My week this summer is about getting up and out of the door early because my oldest daughter has Safety Town and my husband's on early mornings at work.
It's about making coffee and little girls' breakfasts, and throwing hair into ponytails and making sure we're wearing different clothes than yesterday.
This week is about enjoying summer vacation from school, while also still having a relatively full calendar.
And then — just like that — this week became about more.
Just like that this week became more about the largest mass shooting in U.S. history and less about not forgetting to make my kids brush their teeth before we leave at 8:30.

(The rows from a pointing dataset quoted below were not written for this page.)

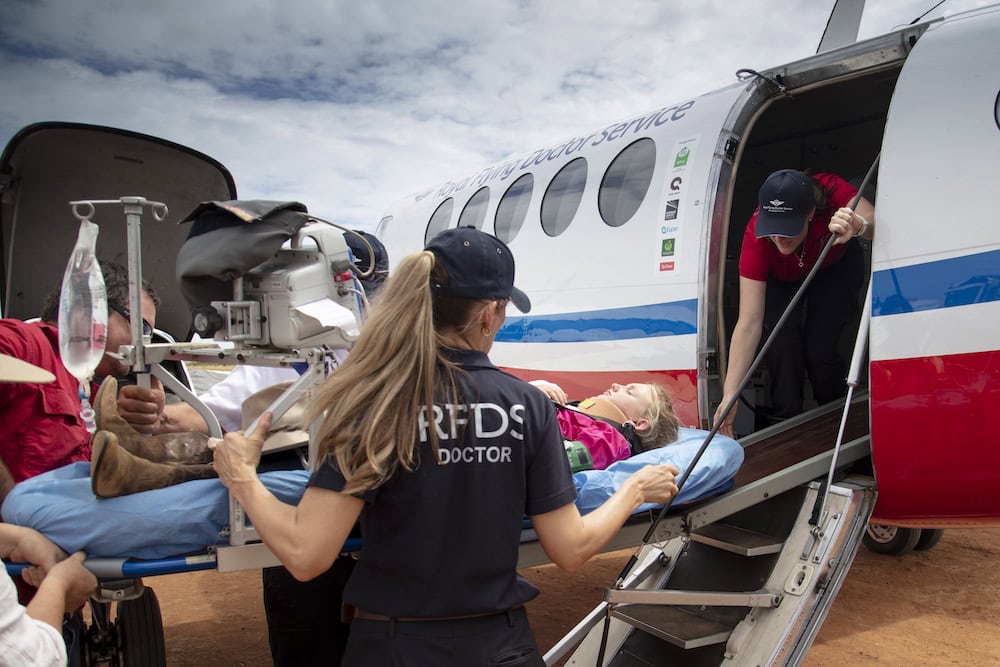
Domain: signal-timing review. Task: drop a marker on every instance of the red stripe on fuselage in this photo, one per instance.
(936, 439)
(680, 385)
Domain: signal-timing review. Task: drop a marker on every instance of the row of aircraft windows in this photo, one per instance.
(623, 189)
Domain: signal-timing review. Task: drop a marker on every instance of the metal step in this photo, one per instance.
(737, 540)
(678, 626)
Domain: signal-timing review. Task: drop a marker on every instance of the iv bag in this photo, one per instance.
(83, 307)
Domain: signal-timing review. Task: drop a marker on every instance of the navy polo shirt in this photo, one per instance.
(442, 539)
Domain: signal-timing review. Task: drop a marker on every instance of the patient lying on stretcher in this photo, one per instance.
(186, 518)
(624, 420)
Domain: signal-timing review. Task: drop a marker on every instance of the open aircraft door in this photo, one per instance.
(47, 165)
(935, 366)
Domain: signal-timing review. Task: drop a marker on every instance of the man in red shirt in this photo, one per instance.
(796, 215)
(41, 423)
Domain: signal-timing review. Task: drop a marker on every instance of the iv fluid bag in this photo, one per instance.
(83, 307)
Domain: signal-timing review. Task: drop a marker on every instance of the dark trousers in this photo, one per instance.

Yet life doesn't stall or stop for those of us outside of the orbit of direct grief. During periods of intense grief in my own life, I was left stupefied at how the world keeps on going when my own tiny one was falling apart. I can't even imagine how the loved ones of those who lost their lives could possibly be feeling, but I know that Orlando is a lot more to them than a circulating meme or sympathy on Twitter.

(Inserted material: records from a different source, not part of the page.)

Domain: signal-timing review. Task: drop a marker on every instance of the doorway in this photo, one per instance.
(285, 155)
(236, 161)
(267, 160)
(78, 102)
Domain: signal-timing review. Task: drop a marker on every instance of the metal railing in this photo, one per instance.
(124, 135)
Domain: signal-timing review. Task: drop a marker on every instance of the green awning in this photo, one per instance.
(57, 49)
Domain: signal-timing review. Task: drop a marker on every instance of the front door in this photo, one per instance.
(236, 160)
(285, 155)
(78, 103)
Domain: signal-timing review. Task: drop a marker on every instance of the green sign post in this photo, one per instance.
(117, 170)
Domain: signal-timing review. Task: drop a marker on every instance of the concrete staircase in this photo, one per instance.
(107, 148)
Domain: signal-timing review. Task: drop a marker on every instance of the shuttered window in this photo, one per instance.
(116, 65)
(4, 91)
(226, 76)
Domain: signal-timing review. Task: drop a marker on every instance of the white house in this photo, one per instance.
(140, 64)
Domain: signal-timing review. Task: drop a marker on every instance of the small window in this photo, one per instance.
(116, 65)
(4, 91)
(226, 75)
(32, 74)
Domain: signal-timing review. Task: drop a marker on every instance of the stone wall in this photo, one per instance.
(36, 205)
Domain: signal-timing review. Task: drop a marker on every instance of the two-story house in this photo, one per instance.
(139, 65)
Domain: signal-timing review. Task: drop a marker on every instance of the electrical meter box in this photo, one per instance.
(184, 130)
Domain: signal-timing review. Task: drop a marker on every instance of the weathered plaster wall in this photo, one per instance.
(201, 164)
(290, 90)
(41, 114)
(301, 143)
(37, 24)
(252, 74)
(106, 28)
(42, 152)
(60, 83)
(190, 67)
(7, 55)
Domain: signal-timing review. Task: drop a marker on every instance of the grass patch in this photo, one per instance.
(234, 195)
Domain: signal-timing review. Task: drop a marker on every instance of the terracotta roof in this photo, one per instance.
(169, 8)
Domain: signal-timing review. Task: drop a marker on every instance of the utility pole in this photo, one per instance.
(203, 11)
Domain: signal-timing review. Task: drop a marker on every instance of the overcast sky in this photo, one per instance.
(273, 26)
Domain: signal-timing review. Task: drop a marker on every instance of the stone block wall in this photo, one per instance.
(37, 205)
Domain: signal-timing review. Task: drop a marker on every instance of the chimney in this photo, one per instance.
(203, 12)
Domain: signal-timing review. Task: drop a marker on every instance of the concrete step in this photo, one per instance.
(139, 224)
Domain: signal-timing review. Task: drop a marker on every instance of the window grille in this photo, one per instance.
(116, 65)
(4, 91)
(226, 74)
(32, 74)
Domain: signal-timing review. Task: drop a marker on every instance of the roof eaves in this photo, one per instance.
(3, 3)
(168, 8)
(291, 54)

This isn't to diminish the value that social media brings to our modern lifestyle. We can directly interact with politicians — or at least with their immediate staff — and we can create attention through the flick of our thumbs and a hashtag or two. Social media is powerful.
But as I buckle my kids into car seats, or kiss their foreheads after they fall, or feed them healthy foods that I know will land more on the floor beneath them than inside little bellies, I'm left feeling like I'm not doing enough to make sure that this world is a safe, loving place for them to live.
I want so much to raise my kids to see the value in people, to respect love and hearts and differences, and our multiple similarities.
I'm wanting to place my sadness at this continual string of grotesque violence and discrimination into real-life action, for them, and for me, and for strangers who are hurting that I've never met. But I'm left wondering how I — a stay-at-home, relatively well off, white mom — can help. These kids deserve a better world than one where we just tweet kind thoughts.
We have to do better.
We have to do better than arguing and sharing sympathy on Twitter—even if this does get a conversation rolling.
We have to learn to talk.
Each time something horrific happens in our country, I'm left feeling both sad to be an American and proud that we've always believed so deeply in evolution as a culture.
It's time to really dig into our communities and our reactions — and interactions — with this world we live in, and find out how we can help and promote positive change that extends beyond temporarily changing our profile picture on Facebook, or burying our heads in the sand while we subconsciously wait for news headlines to fall back into celebrity divorces and away from death.
When are we surrounded by a conversation that makes us uncomfortable? Do we hear others around us say awful things, and we're silent rather than speaking up? Let's speak up.
What can we physically do?
Being the change we want to see in this world isn't enough — we have to speak up, act, and stand together to make a difference. We need to ask ourselves what we can do, if we can do more and then how we can do more.
We need to look in the mirror and also out at the world beyond our front doors. (I know — life can be busy, and it's easy to get caught up in the motions of going through the day, and work, and doctor's appointments, and zoo trips and paying bills.)
Let's question the firmness of our opinions and values, because wise people know that we can change our minds.
We can look around, and read the news, and ask ourselves how we've gotten here, and then be reminded to stop placing blame, and to accept some — even a tiny bit — and then figure out how we can move forward, together, every day and not solely after a mass shooting.